A statistically significant result is necessary but not sufficient for clinical action — what matters is the absolute magnitude of effect on patient-oriented outcomes in a population resembling your patient, weighed against absolute harms.
— ARR and NNT — is the absolute effect meaningful (not just relative)?
— Outcome type — patient-oriented (mortality, symptoms, function) vs surrogate (lab, imaging)?
— Applicability — does your patient match the trial population and baseline risk?
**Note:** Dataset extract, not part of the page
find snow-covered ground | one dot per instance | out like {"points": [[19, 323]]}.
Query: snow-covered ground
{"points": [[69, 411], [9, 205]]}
— Large p-value with wide CI ≠ "no effect" (absence of evidence ≠ evidence of absence)
— Small p-value with tiny ARR ≠ "important effect" (statistical ≠ clinical)
— Surrogate improvement ≠ patient benefit (LDL, A1c, BMD, BP, EF can mislead)
— Observational association ≠ causation (confounding lurks even with tight CIs)
— Compute or estimate ARR, NNT, NNH; compare to MCID and time-to-benefit vs life expectancy; counsel using absolute risk language; document shared decision-making for preference-sensitive choices; deprescribe when risk-benefit flips.
— Treat patients, not p-values. The trial answers a population-level question; you must translate it for one human being in front of you, integrating their risk, values, prognosis, and circumstances. That translation — not the p-value — is the practice of medicine.